Many say the press often goes too far in its newsgathering, invading the privacy of celebrities and their family members. On the other hand, many famous people thrive on constant attention, publicity and acknowledgement through press coverage.

When newsgathering becomes too intrusive, some subjects have responded with invasion-of-privacy lawsuits, contending that the press has crossed the line. In privacy law, the “line” most applicable in cases involving constant photographing and video surveillance is “intrusion,” or “intrusion upon physical solitude.”

The legal treatise Restatement of Torts explains the tort (or wrong) of intrusion this way: “One who intentionally intrudes, physically or otherwise, upon the solitude or seclusion of another or his private affairs or concerns, is subject to liability to the other for invasion of his privacy, if the intrusion would be highly offensive to a reasonable person.”

Generally speaking, watching or photographing a person while he or she is in a public place is not intrusion. However, if members of the press engage in a constant pattern of following a person — akin to stalking — then legal liability can ensue.

In Galella v. Onassis (1973), a federal appeals court ruled that paparazzo Ron Galella crossed the line by engaging in overly intrusive methods of following former first lady Jacqueline (Kennedy) Onassis and her children. The appeals court wrote that “crimes and torts committed in news gathering are not protected.”

Similarly, in Wolfson v. Lewis (1996), a federal district court in Pennsylvania enjoined the actions of television news reporters in camping outside of subjects’ homes and following them to and from their houses in pursuit of news coverage.

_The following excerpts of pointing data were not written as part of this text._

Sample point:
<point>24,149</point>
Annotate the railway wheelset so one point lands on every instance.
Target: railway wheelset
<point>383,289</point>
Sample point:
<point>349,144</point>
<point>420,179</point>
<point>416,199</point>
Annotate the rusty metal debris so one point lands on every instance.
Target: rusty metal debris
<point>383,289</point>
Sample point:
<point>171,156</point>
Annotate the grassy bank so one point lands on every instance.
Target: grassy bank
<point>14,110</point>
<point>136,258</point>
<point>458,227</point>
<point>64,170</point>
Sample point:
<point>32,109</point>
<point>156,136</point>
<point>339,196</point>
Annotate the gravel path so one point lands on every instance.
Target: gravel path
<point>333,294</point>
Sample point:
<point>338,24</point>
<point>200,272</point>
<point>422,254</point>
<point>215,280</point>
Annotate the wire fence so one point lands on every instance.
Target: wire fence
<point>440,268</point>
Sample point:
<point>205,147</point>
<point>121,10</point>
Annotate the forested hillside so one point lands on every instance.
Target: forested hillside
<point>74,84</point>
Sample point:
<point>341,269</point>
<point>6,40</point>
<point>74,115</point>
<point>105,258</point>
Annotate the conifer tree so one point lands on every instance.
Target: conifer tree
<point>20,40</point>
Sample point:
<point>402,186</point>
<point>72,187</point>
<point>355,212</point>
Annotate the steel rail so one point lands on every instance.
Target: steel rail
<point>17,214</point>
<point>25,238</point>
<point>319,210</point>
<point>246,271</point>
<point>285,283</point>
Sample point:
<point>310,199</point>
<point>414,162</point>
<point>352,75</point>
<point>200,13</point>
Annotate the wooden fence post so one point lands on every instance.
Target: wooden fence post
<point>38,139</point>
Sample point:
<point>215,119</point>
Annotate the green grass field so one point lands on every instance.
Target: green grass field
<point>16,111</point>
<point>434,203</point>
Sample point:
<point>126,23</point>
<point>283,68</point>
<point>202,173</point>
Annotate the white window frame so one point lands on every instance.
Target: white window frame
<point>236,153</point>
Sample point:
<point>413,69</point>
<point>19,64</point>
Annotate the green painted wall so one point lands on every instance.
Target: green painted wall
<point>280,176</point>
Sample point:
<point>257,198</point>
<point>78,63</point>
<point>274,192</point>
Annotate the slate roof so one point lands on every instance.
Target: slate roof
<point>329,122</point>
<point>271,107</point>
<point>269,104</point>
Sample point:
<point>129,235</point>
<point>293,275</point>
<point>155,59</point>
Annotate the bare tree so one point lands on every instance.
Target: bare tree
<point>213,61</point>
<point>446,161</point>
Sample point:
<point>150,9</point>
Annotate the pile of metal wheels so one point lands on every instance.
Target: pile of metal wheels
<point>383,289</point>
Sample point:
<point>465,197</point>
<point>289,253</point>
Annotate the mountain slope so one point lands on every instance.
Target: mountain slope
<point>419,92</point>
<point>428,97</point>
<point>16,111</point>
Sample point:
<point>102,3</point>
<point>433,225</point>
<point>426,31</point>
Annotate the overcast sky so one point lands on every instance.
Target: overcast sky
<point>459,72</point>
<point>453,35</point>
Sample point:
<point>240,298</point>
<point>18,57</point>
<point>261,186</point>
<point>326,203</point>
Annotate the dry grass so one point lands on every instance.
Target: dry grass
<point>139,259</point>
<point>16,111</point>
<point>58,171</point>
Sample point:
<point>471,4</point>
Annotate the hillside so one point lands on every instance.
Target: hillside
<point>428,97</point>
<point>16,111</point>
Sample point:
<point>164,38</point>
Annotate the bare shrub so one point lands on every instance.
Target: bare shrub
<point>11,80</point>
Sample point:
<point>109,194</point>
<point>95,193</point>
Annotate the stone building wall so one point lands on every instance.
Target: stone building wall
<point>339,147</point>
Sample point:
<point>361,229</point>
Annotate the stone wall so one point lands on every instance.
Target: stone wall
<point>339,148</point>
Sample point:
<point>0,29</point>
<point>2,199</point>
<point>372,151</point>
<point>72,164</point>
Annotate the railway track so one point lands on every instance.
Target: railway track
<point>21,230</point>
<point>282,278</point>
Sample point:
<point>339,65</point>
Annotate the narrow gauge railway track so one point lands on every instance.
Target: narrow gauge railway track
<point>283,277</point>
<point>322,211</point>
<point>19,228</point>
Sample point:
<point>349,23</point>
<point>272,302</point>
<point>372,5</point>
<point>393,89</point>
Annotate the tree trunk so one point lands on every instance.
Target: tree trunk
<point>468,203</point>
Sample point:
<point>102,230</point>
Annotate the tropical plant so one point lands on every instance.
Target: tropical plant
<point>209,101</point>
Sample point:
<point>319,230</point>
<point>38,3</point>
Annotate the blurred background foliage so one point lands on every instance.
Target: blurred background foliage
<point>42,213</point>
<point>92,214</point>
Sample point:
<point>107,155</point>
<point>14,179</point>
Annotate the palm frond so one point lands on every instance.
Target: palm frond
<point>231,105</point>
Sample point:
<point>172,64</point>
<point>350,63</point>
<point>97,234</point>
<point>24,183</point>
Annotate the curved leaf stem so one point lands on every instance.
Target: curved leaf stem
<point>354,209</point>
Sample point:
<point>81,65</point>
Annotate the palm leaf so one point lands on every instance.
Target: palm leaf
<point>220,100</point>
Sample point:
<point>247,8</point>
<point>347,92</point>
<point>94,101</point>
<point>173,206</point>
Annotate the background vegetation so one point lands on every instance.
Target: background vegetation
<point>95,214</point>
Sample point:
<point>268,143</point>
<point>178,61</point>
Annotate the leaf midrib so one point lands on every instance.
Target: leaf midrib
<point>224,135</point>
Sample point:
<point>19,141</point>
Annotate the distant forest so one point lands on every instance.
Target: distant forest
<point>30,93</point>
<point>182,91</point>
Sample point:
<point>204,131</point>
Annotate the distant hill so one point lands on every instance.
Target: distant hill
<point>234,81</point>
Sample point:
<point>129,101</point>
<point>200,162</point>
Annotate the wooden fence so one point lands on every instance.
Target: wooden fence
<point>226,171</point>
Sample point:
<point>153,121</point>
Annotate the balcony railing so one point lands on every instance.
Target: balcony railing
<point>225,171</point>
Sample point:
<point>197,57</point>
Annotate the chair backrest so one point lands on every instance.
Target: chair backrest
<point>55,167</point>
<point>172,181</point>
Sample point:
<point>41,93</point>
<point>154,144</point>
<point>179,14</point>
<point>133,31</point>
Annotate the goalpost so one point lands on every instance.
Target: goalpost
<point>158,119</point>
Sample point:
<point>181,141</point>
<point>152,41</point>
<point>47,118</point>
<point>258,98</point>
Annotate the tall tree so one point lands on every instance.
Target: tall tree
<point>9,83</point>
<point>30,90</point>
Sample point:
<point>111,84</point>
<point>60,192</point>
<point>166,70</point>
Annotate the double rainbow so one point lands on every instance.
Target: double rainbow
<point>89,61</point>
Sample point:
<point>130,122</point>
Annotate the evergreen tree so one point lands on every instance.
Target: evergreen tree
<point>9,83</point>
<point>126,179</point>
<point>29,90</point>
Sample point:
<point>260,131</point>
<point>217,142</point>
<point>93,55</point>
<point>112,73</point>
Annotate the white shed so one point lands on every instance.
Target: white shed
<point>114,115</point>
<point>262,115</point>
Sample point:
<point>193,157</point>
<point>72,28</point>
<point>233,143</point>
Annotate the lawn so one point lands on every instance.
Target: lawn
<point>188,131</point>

The court wrote: “Conduct that amounts to a persistent course of hounding, harassment and unreasonable surveillance, even if conducted in a public or semi-public place, may nevertheless rise to the level of invasion of privacy based on intrusion upon seclusion.”

Photographing Tiger Woods and his family when they are on a public street does not rise to invasion of privacy. However, if individuals — including members of the press — do actually engage in what Woods termed “constant harassment” that is “highly offensive to a reasonable person,” then they may have crossed a legal line and committed invasion of privacy.